These are the values
you want to bring to the Lesbian space we share?
These are the beliefs
you want to convince me
do not involve hatred of me
and women who look like me?
This is the program
you offer to other Lesbians
in our own space?
This program lies to women
tells us we can (and should) control our body size
by controlling what we put in our mouths
with god as some kind of diet coach
And if we fail, it’s because we’re not “working our program”
And our “disease” will kill us
(the data and our life experience notwithstanding)
It’s always the dieter’s fault, never the diet
Ooops, but this isn’t a diet group

As the days pass though
my feelings toward you shift
from rage
to pity
You, in a beautiful place
surrounded by friends
with healthy, wholesome meals
prepared for you
Not a man, a TV, a 7-11, or a can of coke
for miles
“can’t make it”
through the week
without a meeting?
Your ideal
Lesbian community
is somewhere “as accepting”
as rooms of hurting, fearful, self-despising, self-denying
women
not allowed to address each other directly
unaware of their beauty
denying their own strength
believing in their eternal brokenness
prohibited from challenging fear and naming abuse
all their problems personal
awareness of the sexism that twists women’s lives under patriarchy
not even a glint in their eye?
I am sorry for the social, emotional, and political
impoverishment
I imagine must characterize your life
if OA seems like solace to you

I realize
I don’t belong in those rooms
(if I ever did)
because I know
that freedom from food obsession
means freedom from food obsession
Means never thinking about what I ate yesterday
or what I might eat tomorrow
(because I’m privileged enough that
food will be there when I want it)
I have no chips to remind me
how long it’s been since I ate a particular food
I have no sponsor to call
with my abstinent eating plan
Freedom means eating food
any food I want
and enjoying it
and forgetting about it
until next time
Sometimes eating more than I’d like, sometimes less
but knowing that it all evens out
knowing that I am no eternally flawed “compulsive overeater”
no different from other women under patriarchy
who struggle with body hatred
and the diet-binge cycle

Freedom
means refusing OA’s image of myself diseased
believing myself whole
healthy
beautiful
expanding into my vibrant passionate life
loving women’s bodies in all their variety
reflecting women’s beauty and strength back to them
bonding in strength
not weakness
living well with problems
knowing women are strong enough to disagree
Knowing I want a community
(a world, really, but baby steps)
that recognizes patriarchal bullshit
when it tries to pass our threshold
that says “Whoa Nelly!

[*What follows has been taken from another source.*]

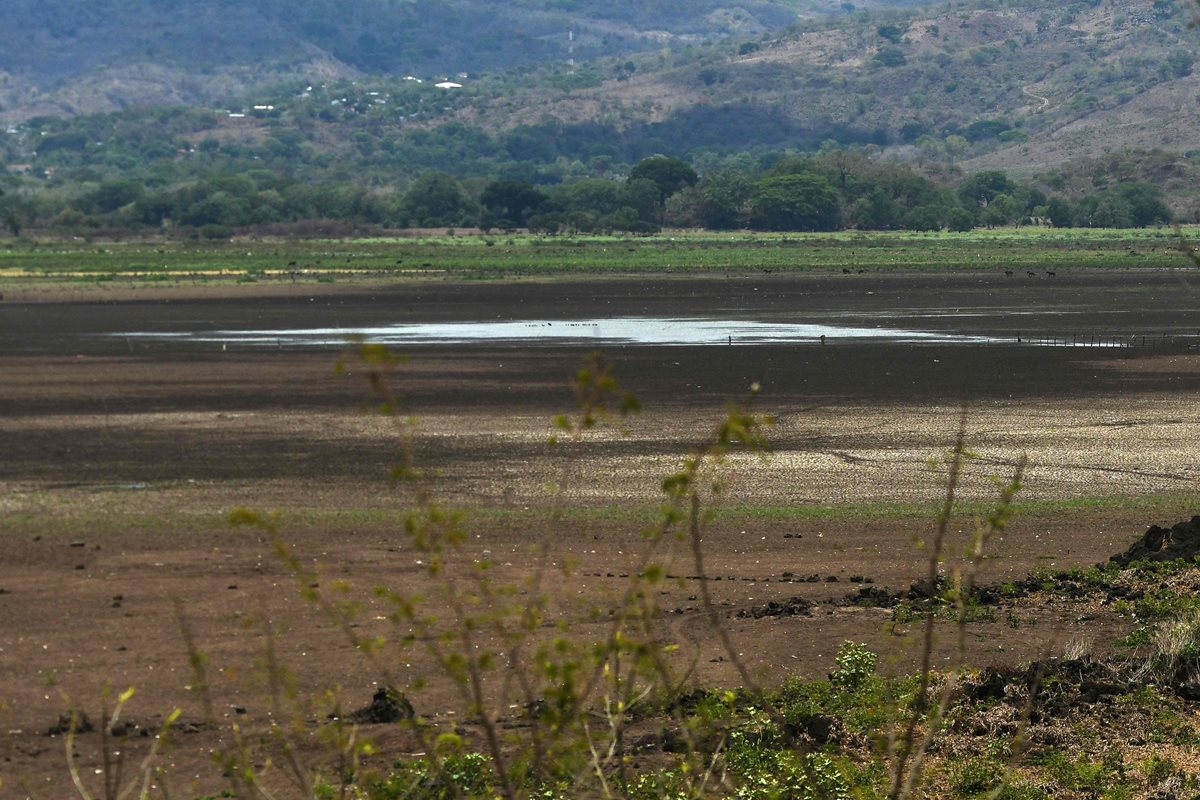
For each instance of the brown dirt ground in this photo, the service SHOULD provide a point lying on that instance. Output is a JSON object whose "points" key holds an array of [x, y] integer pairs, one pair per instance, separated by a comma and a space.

Throw that load back
to the mainstream where it belongs!”
A community that wants an end to oppression
based on sex
race
class
age
ability
and
body size and type

I have held my tongue
on this program
for 15 years
but when you
bring fat-hating misogyny
to one of the few places
where I can openly be
my proud fat feminist lesbian self
you make it my business
Spare me your arrogant assumptions
that you know what constitutes sizeism
better than I do
(when you get thrown off an airplane
for your “food addiction”
we’ll talk)

Do me the honor
of believing
I know
whereof I speak
when it comes to fat hatred
Years of living in this body
in this anorexic culture
have given me knowledge
of oppression
that is not available to you
I’m not interested
in “controlling the group”
I am interested
in creating a space
as free of oppression as we can make it
I thought that’s what we were here for

Highlighted text reads, “A plan of eating that helps us achieve a healthy body weight is an essential part of our recovery.”

____________

*The population of New Mexico is approximately 50% female, 43% white, 43% Hispanic, and 10% native. If the attendance at this meeting were representative, there should have been 6 men, 5 people of Hispanic ancestry, and 1 native person there. Hmm.

**All names have been changed.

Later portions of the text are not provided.